И потом, покашлявши, прибавил:
- Ну, конечно, у него еще слабости есть... Любит на кондукторов
кричать, на официантов, на городовых иногда... Так ведь у каждого свои
слабости. Во всяком случае, за это на него кричать не стоит. А впрочем, -
еще, помолчавши, прибавил Антон Павлович, - пожалуй, следует покричать на
Миролюбова. Не за его богоискательство, конечно, а вот за то, что сам кричит
на людей.
Послышались торопливые шаги Горького. Он остановился в дверях с
папиросой, несколько раз затянулся, бросил папиросу, помахал рукой, чтобы
разогнать дым, и быстро вошел в уборную.
- Ну что, отошли? - обратился он к Чехову.
- Беспокойный, неугомонный вы человек, - улыбаясь, говорил Чехов,
поднимаясь с дивана. - Я в полном владении собой. Пойдем посмотрим, как
"мои" будут расставаться с вишневым садом, послушаем, как начнут рубить
деревья.
И они отправились смотреть последний акт "Вишневого сада". \425\
Печатается по изданию 1960 года, стр. 582.
. . . \428\
Печатается по изданию 1960 года, стр. 661.
. . . \439\
Печатается по изданию 1960 года, стр. 493.
. . . \457\
(ВОСПОМИНАНИЯ О ЧЕХОВЕ)
В Ялте я пробыл дней десять{1}. Каждый день виделся с Чеховым. Днем
встречались на набережной и гуляли вместе. Вечером мы с Горьким приходили к
нему на его виллу. Обыкновенно приходил и Миролюбов. С Чеховым я чувствовал
себя легко и просто. Был он тихий и ласковый. Ни капли рисовки. Умные глаза
смотрели внимательно, но не назойливо. Грусть сменялась усмешкой. Сам
больной хлопотал о неимущих больных. Помню, особенно озабочен был судьбой
какого-то чахоточного студента, приехавшего без всяких средств лечиться в
Крым. С Чеховым жила его мать, маленькая, худенькая старушка, такая же тихая
и ласковая, как сын. Видно было, что он любит и ценит ее.

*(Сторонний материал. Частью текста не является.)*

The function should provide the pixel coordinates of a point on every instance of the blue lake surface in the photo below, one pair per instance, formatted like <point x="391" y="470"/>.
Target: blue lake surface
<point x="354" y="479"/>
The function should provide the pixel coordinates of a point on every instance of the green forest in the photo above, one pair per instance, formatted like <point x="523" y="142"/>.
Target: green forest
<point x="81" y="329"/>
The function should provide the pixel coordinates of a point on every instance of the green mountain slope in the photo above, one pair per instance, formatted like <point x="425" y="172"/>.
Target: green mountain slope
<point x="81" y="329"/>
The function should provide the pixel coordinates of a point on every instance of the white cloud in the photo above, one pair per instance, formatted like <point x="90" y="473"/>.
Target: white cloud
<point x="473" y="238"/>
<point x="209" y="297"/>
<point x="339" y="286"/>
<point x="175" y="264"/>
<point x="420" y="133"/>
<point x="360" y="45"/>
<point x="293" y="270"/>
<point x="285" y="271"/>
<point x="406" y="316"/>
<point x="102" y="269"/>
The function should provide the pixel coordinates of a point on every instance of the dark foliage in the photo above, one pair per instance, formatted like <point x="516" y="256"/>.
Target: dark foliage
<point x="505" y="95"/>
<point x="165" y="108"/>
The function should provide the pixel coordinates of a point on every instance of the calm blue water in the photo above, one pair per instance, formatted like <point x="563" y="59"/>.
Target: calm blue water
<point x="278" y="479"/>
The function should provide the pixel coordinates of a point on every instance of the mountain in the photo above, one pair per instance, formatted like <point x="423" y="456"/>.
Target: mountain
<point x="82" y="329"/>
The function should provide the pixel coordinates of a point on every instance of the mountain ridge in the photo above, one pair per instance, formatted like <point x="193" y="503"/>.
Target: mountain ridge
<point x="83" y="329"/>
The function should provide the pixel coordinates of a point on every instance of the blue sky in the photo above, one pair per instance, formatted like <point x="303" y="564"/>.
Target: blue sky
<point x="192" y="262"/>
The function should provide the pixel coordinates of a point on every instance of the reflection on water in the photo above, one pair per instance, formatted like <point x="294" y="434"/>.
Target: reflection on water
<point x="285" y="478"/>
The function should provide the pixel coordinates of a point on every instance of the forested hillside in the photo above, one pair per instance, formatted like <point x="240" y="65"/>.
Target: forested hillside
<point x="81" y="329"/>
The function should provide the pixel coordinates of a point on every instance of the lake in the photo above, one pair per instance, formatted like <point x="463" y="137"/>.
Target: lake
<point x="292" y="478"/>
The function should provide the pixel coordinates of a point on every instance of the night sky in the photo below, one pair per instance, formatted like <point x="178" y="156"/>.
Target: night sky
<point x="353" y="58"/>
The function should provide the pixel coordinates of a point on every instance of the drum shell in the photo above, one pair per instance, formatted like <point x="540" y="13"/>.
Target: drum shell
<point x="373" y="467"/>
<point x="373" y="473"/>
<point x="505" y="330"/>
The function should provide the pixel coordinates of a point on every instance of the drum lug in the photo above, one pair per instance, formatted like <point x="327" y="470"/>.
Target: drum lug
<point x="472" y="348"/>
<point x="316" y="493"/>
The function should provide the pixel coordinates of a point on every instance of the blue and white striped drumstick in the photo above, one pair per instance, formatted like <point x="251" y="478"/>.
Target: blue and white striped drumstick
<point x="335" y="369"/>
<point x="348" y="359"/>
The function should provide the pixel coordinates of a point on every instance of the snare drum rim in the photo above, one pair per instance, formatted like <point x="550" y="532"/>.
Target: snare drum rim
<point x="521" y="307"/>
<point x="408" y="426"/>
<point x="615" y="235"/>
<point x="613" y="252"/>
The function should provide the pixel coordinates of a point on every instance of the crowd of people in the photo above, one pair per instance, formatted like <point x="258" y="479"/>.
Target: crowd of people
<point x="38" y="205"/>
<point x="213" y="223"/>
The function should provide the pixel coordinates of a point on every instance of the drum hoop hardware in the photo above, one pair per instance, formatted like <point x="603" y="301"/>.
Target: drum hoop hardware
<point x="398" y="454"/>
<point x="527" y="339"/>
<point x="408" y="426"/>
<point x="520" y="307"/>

Раза два мне пришлось побеседовать с Антоном Павловичем наедине. Не
было ни Горького, ни Миролюбова и никого посторонних. Помню, сидел я у
письменного стола, а Чехов в глубине комнаты в полумраке, на диване.

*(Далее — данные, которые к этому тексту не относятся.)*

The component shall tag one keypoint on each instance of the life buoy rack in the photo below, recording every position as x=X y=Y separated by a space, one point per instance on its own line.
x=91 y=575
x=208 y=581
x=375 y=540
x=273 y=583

Говорили об общественных настроениях, о литературе, о "Жизни". Потом беседа
приобрела более интимный характер. Помолчали каждый со своими мыслями.
- А что, Владимир Александрович, могли бы вы жениться на актрисе? -
прервал молчание тихий голос Антона Павловича.
Вопрос застал меня врасплох, и я несколько неуверенно ответил:
- Право, не знаю, думаю, что мог бы.
- А я вот не могу! - И в голосе Чехова послышалась резкая нота, которой
раньше я не замечал.
Видно, не без борьбы пришел Чехов к решению жениться на Книппер.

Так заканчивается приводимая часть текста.